The confusion from all of this stems from the fact that for a while, Verizon was advertising an "unlimited" laptop data plan that was in fact capped to 5GB. The Attorney General in some state (probably New York) intervened and made them change their advertising to reflect the true nature of the cap.
Shortly thereafter, AT&T started capping their new Laptop Connect customers to 5GB per month while still charging them the same amount ($60/month) as their grandfathered unlimited Laptop Connect customers.
Note that these are all about
Laptop plans. Not smartphones or regular phones.
But people ignored that and began assuming that every "unlimited" plan actually had a 5GB cap to it.
This isn't the case though. If you are an on unlimited data plan, and your online account manager tells you it's unlimited, then it's unlimited. If there was a 5GB or 2GB cap, it will tell you this.
This is what a usage summary on AT&T looks like if your data plan is unlimited:
And what it looks like if you have a cap:
If you dig threw it AT&T has the right to charge you or terminate your serves if you are using excessive data or if you tether.
It's "through." And please stop spreading FUD.

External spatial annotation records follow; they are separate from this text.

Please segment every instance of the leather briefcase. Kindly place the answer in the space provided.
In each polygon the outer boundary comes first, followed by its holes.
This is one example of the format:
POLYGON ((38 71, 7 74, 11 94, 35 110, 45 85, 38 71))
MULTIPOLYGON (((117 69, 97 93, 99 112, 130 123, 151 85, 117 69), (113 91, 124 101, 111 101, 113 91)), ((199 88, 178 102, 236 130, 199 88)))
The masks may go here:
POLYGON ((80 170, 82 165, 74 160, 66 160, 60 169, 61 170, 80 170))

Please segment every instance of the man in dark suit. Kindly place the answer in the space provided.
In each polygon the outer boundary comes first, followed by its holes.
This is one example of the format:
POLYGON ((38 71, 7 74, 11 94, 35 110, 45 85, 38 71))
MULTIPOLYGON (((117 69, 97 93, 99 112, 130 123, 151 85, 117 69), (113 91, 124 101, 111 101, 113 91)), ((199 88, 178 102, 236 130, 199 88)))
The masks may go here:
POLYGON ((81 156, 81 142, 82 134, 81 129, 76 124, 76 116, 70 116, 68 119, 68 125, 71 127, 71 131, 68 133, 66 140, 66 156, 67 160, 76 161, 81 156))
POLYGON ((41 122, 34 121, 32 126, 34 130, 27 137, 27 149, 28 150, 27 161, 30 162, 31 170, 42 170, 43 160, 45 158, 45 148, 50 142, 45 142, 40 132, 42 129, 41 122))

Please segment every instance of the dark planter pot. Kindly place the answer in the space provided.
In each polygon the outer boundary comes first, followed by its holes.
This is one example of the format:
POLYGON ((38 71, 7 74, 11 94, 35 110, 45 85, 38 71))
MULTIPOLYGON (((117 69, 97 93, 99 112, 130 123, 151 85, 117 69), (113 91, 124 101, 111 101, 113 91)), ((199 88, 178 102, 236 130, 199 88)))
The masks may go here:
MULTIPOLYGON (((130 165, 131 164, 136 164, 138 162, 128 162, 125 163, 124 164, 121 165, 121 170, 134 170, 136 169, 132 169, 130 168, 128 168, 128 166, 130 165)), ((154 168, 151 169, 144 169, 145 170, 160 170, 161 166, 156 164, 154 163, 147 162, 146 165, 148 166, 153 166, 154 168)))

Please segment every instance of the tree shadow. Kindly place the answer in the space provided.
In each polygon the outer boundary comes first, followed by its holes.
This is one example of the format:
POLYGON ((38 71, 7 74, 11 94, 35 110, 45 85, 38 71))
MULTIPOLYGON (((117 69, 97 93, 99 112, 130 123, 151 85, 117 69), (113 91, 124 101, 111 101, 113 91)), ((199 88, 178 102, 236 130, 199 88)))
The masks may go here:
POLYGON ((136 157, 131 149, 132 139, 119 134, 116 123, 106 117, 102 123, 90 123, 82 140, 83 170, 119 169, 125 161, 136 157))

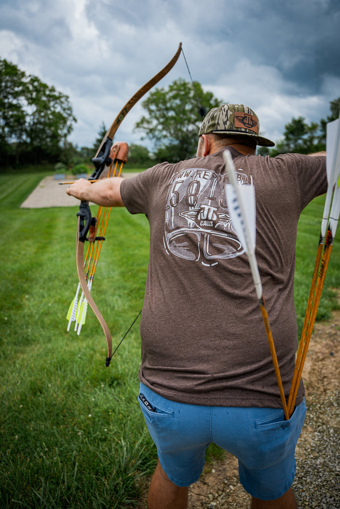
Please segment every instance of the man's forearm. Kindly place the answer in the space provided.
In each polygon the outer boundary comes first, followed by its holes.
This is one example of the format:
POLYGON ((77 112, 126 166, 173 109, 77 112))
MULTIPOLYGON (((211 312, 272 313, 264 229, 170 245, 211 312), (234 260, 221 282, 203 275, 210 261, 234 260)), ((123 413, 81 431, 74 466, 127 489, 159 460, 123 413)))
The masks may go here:
POLYGON ((80 179, 66 189, 66 192, 78 200, 103 207, 124 207, 120 195, 120 184, 123 180, 122 177, 113 177, 91 183, 80 179))

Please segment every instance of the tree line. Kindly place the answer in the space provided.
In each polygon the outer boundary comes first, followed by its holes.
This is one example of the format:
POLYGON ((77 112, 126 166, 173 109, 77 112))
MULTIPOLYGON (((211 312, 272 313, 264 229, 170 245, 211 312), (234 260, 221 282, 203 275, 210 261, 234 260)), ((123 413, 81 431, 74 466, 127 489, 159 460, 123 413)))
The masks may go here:
MULTIPOLYGON (((225 102, 200 84, 174 80, 167 89, 156 88, 142 103, 145 114, 135 129, 152 142, 152 152, 142 145, 130 145, 129 164, 144 167, 164 161, 193 157, 197 133, 205 114, 225 102)), ((330 103, 330 114, 319 123, 302 117, 285 126, 282 139, 258 153, 274 156, 289 152, 311 153, 324 150, 326 125, 337 118, 340 97, 330 103)), ((100 126, 92 147, 74 147, 67 140, 76 122, 68 96, 15 64, 0 59, 0 167, 42 162, 70 167, 91 162, 107 132, 100 126)))

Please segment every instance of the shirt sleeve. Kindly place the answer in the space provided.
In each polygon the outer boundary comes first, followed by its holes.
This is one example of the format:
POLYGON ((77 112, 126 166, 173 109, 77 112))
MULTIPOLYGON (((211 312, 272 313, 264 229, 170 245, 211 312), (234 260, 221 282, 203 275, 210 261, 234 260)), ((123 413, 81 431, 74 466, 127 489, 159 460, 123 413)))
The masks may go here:
POLYGON ((120 185, 124 205, 130 214, 147 215, 148 204, 154 168, 149 168, 135 177, 124 179, 120 185))

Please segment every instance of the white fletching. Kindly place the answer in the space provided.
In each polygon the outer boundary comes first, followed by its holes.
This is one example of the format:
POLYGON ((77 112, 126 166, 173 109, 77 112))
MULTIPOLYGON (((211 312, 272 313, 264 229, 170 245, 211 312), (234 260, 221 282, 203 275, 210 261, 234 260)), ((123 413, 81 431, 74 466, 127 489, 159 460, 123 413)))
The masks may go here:
POLYGON ((225 150, 223 157, 229 185, 226 186, 227 203, 233 228, 248 255, 257 298, 262 298, 262 285, 255 257, 256 208, 253 186, 238 183, 231 154, 225 150))

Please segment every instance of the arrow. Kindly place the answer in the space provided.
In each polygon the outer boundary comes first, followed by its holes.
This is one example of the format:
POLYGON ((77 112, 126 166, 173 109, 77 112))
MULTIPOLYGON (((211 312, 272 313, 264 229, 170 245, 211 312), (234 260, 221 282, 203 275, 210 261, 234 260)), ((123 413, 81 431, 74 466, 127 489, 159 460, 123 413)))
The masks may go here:
POLYGON ((288 398, 290 415, 294 410, 340 214, 340 118, 327 124, 326 153, 328 186, 314 271, 288 398))
POLYGON ((248 256, 272 359, 273 359, 277 384, 284 411, 284 416, 285 418, 288 420, 289 415, 287 404, 284 397, 284 391, 281 379, 280 369, 277 361, 268 314, 266 308, 258 266, 255 255, 256 232, 255 189, 252 186, 244 186, 238 184, 236 170, 231 154, 229 150, 224 151, 223 157, 230 182, 230 184, 227 186, 228 208, 231 216, 233 227, 248 256))

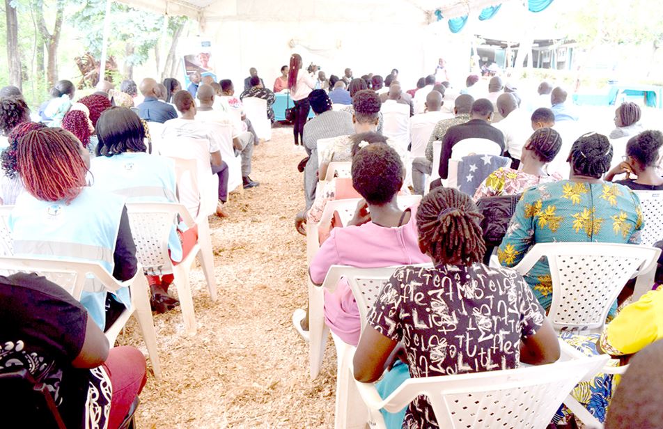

Tethering and "excessive" data usage are two different matter altogether that shouldn't be confused. Yes, tethering isn't allowed under the T's and C's for unlimited plans and
IF you are caught, they could do something about it if they wanted to. But there has not been a single reported instance of AT&T coming down on an iPhone unlimited plan user for using a large amount of data
legitimately on their iPhones.
And people have definitely tried: there have been threads on other forums where people have streamed Pandora 24/7 because they had an axe to grind with AT&T and were under the false impression that this would somehow "get back" at AT&T. 7, 8 gigabytes later, nothing happened. At worst, they might've made data a little slower for other iPhone users unlucky enough to be on the same cell site, and they had an iPhone sitting around blaring music uselessly to no one, and they couldn't use it otherwise because it couldn't multitask at the time.